Gourmet Mourned

Much of the outrage over today’s Conde Nast news has focused on the decision to kill Gourmet, a beloved magazine whose Conde competitor, Bon Appetit, had plenty of recipes but less history and prestige.

Corby Kummer of The Atlantic is in shock. The magical thinking has begun:

I refuse to believe that the magazine will be gone long. I’m an optimist. Conde Nast closed and then brought back House and Garden, another venerable title, and even if that folded again I choose to think that Gourmet, which like the recently closed Portfolio will apparently live on on the Web.

The British perspective, from the Guardian: “Working for Gourmet was like flying the Atlantic first class. It ruined you for other food magazines.” (Even if “for the British reader the result could often be too much to stomach”).

The death of Gourmet is depressing even to some people who don’t really care about food. “What sad news,” says Margaret Lyons on Entertainment Weekly‘s PopWatch. “Gourmet was one of the first grown-up magazines I got in to.”

Gourmet‘s demise also seems to have tapped into some deep-set domestic nostalgia.
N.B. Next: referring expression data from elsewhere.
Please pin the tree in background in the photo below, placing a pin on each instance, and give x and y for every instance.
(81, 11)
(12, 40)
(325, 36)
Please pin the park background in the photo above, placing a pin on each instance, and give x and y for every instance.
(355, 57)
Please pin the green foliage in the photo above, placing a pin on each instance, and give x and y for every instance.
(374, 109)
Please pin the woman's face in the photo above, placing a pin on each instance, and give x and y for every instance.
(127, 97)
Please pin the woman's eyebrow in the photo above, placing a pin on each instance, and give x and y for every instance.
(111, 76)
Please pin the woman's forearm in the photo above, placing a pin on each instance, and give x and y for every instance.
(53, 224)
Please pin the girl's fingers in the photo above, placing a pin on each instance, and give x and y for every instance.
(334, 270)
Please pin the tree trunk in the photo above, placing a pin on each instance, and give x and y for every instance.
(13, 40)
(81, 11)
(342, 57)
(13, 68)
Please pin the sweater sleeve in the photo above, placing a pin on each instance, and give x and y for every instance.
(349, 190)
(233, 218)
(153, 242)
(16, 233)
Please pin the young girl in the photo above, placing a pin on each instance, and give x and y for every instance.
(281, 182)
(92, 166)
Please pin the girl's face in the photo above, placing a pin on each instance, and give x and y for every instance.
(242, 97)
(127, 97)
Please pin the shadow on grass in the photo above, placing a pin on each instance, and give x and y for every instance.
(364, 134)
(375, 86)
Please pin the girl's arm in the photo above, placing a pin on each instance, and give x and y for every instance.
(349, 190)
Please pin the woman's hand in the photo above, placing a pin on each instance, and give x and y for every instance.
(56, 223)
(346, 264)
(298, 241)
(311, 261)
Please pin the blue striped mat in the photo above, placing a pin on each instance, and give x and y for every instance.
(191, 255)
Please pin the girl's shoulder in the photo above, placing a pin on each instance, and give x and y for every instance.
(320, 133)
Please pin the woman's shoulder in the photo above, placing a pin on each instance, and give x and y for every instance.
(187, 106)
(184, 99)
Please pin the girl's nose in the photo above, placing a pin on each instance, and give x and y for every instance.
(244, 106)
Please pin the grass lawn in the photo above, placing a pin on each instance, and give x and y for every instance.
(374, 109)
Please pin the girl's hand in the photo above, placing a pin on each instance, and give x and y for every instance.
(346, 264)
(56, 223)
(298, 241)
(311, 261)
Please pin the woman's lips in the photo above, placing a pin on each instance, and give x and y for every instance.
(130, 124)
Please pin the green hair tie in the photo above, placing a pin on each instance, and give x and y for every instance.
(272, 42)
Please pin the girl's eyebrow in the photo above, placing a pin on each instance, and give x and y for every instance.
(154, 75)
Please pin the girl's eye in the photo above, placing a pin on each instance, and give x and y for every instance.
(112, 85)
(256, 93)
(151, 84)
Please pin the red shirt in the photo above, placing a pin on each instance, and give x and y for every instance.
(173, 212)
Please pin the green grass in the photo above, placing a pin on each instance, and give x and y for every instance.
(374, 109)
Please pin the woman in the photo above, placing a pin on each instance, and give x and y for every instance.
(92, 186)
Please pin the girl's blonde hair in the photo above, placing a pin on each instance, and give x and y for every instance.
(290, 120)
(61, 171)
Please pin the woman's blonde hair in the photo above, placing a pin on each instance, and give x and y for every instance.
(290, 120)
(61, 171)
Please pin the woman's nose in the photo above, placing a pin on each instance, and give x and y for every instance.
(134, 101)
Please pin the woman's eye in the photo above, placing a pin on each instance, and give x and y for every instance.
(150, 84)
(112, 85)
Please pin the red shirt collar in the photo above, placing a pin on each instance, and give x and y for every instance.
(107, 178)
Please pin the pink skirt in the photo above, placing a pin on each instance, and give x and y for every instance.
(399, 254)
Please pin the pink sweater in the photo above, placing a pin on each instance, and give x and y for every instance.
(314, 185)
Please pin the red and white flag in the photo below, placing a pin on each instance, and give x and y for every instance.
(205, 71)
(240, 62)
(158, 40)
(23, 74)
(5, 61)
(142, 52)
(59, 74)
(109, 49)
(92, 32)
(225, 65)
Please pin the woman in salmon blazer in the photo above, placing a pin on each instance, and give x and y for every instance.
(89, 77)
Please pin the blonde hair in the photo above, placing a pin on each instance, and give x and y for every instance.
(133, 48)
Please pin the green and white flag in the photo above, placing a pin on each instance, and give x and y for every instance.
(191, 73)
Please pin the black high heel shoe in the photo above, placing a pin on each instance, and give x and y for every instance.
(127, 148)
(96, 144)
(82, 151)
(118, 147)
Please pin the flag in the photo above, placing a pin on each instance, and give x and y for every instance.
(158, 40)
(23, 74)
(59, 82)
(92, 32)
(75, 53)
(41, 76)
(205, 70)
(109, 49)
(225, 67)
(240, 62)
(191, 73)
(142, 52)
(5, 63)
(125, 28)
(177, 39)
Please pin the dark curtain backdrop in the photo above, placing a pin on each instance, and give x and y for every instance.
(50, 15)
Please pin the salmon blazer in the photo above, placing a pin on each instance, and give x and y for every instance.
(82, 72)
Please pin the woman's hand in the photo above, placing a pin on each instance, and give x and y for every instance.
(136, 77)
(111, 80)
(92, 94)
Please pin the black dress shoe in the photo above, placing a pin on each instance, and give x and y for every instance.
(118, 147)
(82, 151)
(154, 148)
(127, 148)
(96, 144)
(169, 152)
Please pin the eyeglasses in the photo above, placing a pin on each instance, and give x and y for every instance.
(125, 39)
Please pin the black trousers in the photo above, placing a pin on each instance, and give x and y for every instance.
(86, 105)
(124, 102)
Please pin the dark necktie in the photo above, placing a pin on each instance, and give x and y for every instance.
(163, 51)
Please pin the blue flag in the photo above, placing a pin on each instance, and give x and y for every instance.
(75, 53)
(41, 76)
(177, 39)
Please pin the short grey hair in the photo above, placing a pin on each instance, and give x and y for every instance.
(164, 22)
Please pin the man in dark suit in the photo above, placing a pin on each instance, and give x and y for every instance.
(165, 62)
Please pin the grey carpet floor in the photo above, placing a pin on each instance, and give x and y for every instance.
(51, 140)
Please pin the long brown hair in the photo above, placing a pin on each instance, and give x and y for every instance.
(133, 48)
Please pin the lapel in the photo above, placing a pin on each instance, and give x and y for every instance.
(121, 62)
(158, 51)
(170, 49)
Gabriella Gershenson on The Feed writes:

I can try to wear my journalist hat and write about how the magazine influenced the way we eat, where it stood in the spectrum of other food coverage, but it’s not possible. Gourmet was something that I cherished, that I grew up with, that introduced me to food.

Of course, then there’s the undercurrent of high-brow indignation. N.P.R.’s Monkey See blog explains the difference between Conde’s two food titles:

Bon Appetit reports the goings-on at Fox’s Hell’s Kitchen, which is trashy even for a cooking-related reality show, while Gourmet featured a blistering review of Julie & Julia that takes as vitriolic an anti-Julie-Powell a position as I’ve seen anywhere.

But love is one thing; the bottom line is another. A business post on The Atlantic‘s site gives the numbers, then compares the two official Conde statements posted on Gawker in the last year. Today, the official work is that the company will “concentrate our publishing activities in the epicurean category on Bon Appétit.” Back in March, Chuck Townsend called Gourmet and Bon Appetit “two completely different magazines,” and “both circulation powerhouses.”

“You may live to eat those words, Chuck,” predicted Gawker at the time.